Following its launch, any restaurant anywhere worldwide can access the Food Made Good Standard to commence its sustainability journey.
This platform has been developed with the input of international experts and organisations such as WRAP, the Ellen McArthur Foundation and the Ethical Trade Initiative.
The new accreditation has been launched to address various universal scale of food system issues within the hospitality sector.
It follows a ten-point framework, which depends on three main pillars – “Sourcing, Society and Environment”.
This framework has been specifically designed to assess and calculate any restaurant's social and environmental impact.
So far, this platform has been being used by chefs, including Elena Reygadas, Raymond Blanc OBE, Richard Ekkebus and Ángel León, to measure their businesses’ environmental impact.
The SRA managing director Juliane Caillouette Noble said: “In an environment in which chefs and restaurant operators understand the need to act urgently and decisively, we recognise the need for a holistic framework defining what ‘good’ looks like across both environmental and social issues.
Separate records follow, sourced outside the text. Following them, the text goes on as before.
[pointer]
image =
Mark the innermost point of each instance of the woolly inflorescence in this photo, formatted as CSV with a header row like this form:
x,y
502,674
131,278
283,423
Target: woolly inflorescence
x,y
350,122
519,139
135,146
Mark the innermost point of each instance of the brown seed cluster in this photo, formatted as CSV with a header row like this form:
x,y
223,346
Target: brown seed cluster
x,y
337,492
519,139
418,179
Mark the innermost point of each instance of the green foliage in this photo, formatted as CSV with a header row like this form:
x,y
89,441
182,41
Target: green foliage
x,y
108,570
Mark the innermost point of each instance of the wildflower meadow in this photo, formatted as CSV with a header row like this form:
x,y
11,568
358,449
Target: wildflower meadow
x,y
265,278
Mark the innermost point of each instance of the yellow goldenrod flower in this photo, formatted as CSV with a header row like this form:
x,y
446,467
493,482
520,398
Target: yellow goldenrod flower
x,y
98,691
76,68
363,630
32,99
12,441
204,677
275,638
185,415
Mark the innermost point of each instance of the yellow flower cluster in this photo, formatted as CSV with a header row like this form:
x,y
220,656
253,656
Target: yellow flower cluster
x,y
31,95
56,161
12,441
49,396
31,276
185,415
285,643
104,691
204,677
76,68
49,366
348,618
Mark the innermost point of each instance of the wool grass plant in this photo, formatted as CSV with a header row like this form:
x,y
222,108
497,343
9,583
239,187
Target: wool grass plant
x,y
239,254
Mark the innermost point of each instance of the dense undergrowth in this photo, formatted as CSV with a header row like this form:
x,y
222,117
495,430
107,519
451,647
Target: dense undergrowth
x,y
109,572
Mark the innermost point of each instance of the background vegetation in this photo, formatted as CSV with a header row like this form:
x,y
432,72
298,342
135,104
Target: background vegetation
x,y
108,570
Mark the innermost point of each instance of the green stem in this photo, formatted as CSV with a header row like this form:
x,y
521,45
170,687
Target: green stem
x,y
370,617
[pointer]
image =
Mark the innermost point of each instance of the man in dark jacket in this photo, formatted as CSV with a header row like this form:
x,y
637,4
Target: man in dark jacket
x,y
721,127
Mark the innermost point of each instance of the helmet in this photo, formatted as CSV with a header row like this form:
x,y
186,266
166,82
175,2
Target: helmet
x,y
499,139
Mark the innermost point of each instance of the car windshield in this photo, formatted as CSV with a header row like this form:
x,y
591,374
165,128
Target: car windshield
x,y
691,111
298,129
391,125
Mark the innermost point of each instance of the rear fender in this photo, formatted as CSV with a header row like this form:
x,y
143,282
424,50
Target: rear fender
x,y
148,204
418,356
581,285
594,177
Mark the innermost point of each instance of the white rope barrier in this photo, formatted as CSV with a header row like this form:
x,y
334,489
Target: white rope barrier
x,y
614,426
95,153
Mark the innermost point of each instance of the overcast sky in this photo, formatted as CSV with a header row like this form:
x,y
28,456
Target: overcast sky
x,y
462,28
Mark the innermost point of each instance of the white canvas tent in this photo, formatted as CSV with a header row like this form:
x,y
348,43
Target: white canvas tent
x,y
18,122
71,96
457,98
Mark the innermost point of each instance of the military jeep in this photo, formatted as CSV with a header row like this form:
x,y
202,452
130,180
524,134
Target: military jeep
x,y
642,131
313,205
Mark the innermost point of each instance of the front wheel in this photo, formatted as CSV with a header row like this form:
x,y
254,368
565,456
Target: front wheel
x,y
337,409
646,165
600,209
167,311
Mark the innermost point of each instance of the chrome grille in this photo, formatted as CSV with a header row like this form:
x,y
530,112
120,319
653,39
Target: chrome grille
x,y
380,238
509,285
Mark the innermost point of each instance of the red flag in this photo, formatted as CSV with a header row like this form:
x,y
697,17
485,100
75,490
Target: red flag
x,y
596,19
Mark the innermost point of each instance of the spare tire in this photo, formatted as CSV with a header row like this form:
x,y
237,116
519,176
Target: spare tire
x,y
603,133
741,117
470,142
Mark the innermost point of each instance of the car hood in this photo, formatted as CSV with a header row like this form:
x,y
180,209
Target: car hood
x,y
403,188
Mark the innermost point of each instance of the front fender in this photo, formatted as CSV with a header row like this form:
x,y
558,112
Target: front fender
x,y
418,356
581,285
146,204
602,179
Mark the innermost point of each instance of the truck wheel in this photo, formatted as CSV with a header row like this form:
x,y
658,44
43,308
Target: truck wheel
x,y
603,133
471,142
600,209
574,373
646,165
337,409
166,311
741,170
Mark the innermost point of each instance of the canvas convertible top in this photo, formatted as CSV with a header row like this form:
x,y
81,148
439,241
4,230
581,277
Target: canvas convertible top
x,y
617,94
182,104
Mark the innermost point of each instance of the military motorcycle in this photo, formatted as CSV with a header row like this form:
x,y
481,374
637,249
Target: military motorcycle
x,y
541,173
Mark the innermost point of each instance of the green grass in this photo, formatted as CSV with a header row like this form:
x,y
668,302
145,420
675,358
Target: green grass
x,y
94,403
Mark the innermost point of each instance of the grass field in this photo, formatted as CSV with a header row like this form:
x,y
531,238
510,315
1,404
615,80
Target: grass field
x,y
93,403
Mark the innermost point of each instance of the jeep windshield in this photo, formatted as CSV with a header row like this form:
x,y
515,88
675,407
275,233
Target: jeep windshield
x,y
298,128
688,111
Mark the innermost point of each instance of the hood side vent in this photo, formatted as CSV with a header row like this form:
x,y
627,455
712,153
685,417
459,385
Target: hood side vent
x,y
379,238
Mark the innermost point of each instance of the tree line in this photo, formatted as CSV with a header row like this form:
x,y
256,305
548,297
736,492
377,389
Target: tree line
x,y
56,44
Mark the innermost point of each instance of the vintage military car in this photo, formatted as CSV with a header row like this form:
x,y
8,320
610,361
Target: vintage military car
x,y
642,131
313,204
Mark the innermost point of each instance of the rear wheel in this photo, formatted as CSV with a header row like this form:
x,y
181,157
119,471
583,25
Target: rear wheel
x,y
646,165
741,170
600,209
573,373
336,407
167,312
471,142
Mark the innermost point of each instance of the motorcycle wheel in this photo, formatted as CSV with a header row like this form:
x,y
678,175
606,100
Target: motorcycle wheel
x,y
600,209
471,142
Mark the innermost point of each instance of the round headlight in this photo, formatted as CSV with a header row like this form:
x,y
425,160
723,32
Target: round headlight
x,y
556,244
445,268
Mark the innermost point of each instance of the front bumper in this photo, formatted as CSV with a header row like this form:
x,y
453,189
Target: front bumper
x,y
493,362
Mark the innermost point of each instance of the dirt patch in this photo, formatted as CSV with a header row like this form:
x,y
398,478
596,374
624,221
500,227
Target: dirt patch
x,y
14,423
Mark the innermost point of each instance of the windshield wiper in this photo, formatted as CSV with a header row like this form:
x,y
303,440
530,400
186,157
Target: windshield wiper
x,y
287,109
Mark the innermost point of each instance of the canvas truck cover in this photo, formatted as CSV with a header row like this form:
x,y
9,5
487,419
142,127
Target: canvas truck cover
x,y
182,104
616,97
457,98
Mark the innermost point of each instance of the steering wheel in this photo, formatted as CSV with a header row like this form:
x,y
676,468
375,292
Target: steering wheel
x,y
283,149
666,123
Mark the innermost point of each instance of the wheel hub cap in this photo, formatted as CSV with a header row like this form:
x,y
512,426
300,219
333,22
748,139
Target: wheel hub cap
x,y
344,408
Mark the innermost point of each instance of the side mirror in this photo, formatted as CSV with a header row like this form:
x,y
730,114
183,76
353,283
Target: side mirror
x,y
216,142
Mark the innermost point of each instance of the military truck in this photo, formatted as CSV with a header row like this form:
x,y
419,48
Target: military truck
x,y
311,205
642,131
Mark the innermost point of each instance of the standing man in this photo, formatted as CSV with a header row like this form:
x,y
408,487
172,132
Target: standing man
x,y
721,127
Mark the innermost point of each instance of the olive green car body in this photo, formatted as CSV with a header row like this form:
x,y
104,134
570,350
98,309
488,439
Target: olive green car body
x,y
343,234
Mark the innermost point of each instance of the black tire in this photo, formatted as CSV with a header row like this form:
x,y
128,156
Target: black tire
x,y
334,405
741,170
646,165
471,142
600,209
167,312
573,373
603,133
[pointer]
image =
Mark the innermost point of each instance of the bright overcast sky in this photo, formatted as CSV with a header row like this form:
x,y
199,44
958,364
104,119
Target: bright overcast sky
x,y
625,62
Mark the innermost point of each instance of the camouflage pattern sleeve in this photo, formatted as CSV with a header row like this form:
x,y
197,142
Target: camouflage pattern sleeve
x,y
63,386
“Issues like food waste, treating staff fairly and animal welfare are universal. Now’s the moment for a global conversation about what it means to be a good restaurant in every sense, with a certification that is digestible for every business, supplier, owner and guest.”
The global applicability of this accreditation comes from its close alignment with international norms, including United Nations Sustainable Development Goals.
Once the restaurants have completed this Food Made Good Standard, they can convey their sustainable business practices to customers with more credibility.
The SRA aims to help 100,000 restaurants on their journey to transform into more sustainable practices by 2030.